Vendor: "It's ___ dollars. Would you like it spicy?"
Visitor: "Yes, please. I'd like ___, please."
Vendor: "Good choice! And you should also try ___ next time."
Tip: Stay in character and react like a real tourist — surprise, hunger, curiosity. The more fun you make it, the more your student forgets to be nervous.
7 · Wrap-up 5 min
Ask your student to name 2-3 foods they talked about today.
Give specific praise — for example, "You described the oyster omelet so clearly, I really want to try it!"
Let your student pick the topic for next time (festivals, school life, family food, travel).
Say a warm goodbye and thank them for teaching you about Taiwan.
Tip: End on a high note.
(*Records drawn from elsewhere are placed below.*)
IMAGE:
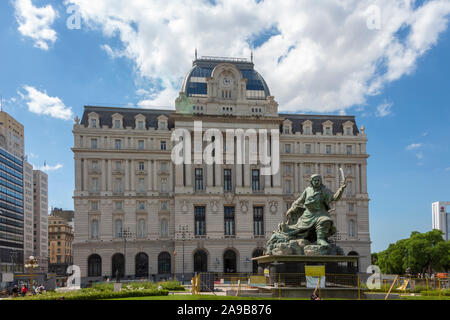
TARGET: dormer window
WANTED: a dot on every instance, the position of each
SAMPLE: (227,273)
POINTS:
(328,128)
(163,122)
(307,127)
(348,128)
(94,120)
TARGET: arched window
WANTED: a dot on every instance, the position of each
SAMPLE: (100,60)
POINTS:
(351,228)
(118,265)
(256,253)
(94,266)
(94,229)
(164,263)
(229,262)
(118,228)
(164,228)
(141,263)
(142,230)
(200,261)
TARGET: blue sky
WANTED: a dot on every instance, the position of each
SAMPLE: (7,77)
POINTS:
(407,117)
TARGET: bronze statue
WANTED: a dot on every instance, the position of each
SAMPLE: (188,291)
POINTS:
(308,222)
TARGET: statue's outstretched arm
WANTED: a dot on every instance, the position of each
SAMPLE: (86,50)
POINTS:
(338,195)
(298,205)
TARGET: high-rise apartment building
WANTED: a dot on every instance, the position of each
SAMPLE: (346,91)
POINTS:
(11,212)
(40,218)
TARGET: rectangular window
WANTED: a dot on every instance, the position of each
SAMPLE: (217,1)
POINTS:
(94,206)
(227,182)
(349,150)
(229,221)
(287,148)
(287,186)
(308,148)
(287,169)
(198,179)
(200,221)
(95,185)
(141,185)
(258,221)
(118,205)
(256,186)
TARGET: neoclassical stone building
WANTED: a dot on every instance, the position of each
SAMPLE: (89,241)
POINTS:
(139,215)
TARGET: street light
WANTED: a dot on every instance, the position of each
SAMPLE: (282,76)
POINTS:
(31,263)
(182,231)
(124,234)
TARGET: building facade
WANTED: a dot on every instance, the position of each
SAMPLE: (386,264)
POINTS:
(11,212)
(137,214)
(28,204)
(40,219)
(441,218)
(11,135)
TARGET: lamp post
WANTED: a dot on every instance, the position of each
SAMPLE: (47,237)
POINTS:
(182,231)
(32,264)
(125,234)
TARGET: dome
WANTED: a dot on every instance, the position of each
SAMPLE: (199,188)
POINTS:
(194,84)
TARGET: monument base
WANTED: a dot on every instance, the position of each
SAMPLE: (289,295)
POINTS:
(287,273)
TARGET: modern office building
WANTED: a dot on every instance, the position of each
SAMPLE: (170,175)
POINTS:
(40,219)
(441,217)
(11,213)
(11,135)
(137,214)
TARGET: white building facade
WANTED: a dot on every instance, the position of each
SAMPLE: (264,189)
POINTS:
(196,217)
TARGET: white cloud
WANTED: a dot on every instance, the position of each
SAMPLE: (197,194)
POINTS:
(323,59)
(40,103)
(47,168)
(414,146)
(384,109)
(36,23)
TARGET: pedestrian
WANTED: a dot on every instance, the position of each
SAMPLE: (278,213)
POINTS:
(24,290)
(15,291)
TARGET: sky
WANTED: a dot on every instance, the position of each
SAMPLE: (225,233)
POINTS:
(384,61)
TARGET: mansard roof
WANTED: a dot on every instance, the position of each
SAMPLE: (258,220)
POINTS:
(318,120)
(128,114)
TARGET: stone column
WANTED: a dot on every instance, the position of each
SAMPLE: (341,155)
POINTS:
(104,173)
(149,174)
(78,175)
(109,175)
(155,176)
(85,175)
(127,176)
(133,176)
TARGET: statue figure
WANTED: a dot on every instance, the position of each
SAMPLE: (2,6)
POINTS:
(308,220)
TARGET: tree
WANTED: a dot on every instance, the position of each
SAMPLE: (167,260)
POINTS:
(421,252)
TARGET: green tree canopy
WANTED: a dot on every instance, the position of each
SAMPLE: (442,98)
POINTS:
(421,252)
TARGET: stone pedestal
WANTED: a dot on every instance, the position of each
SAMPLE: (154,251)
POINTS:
(287,273)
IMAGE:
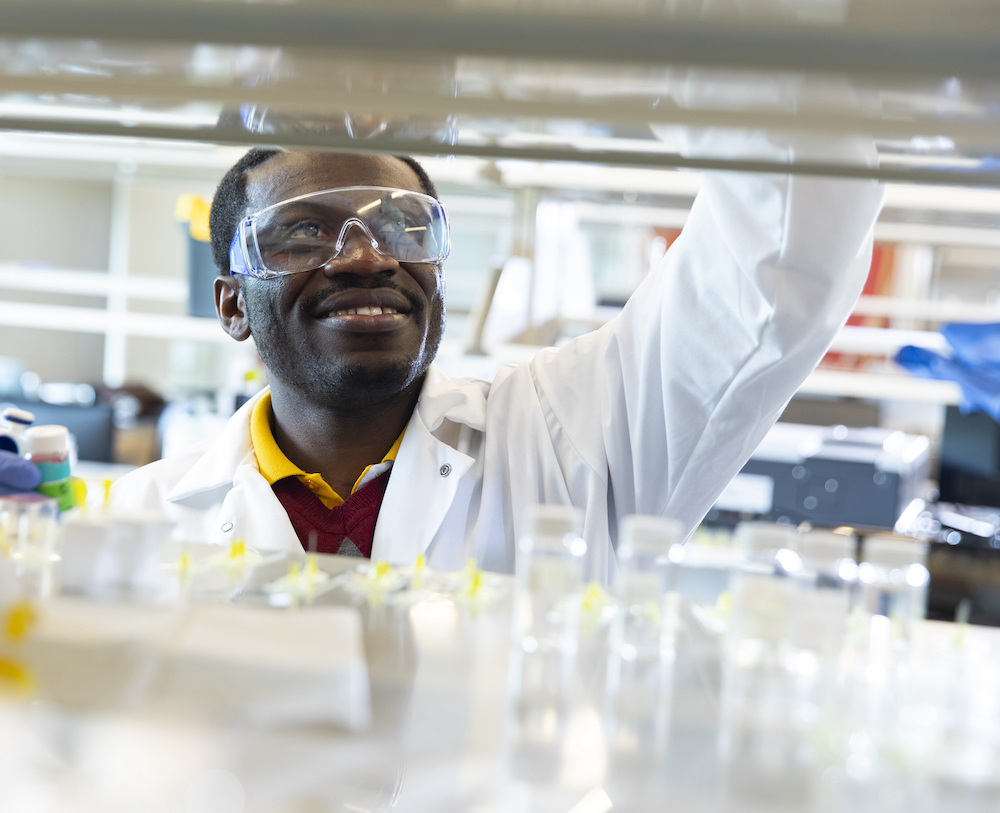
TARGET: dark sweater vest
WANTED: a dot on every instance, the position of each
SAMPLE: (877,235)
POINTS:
(346,529)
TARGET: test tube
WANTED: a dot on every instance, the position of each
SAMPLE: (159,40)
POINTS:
(549,585)
(31,529)
(894,579)
(765,738)
(641,647)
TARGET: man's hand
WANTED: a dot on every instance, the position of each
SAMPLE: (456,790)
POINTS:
(16,474)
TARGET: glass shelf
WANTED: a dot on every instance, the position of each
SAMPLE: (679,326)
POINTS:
(571,82)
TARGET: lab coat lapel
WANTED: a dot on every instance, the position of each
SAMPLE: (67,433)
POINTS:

The last thing your student feels should be that they did well and that you enjoyed learning from them.
🧭 Tutor notes
Use this to judge the level you saw and to plan next time.
BEGINNER
Answered in single words or short phrases ("fried chicken", "very spicy").
Next time: pre-teach 5 food words and practice "I'd like ___, please" until it's automatic.
INTERMEDIATE
Made full sentences and could order, give prices, and describe a favorite dish.
Next time: push longer answers — ask them to compare two night markets or explain a game.
ADVANCED
Told stories, gave opinions, and explained foods a visitor might find strange.
Next time: add follow-up "why" questions and discussion topics like food culture and change over time.
Most important: Write down your student's name, the foods they love, the night market near their home, and one thing they were proud to teach you. Bring it up next lesson — it shows you listened and builds real trust.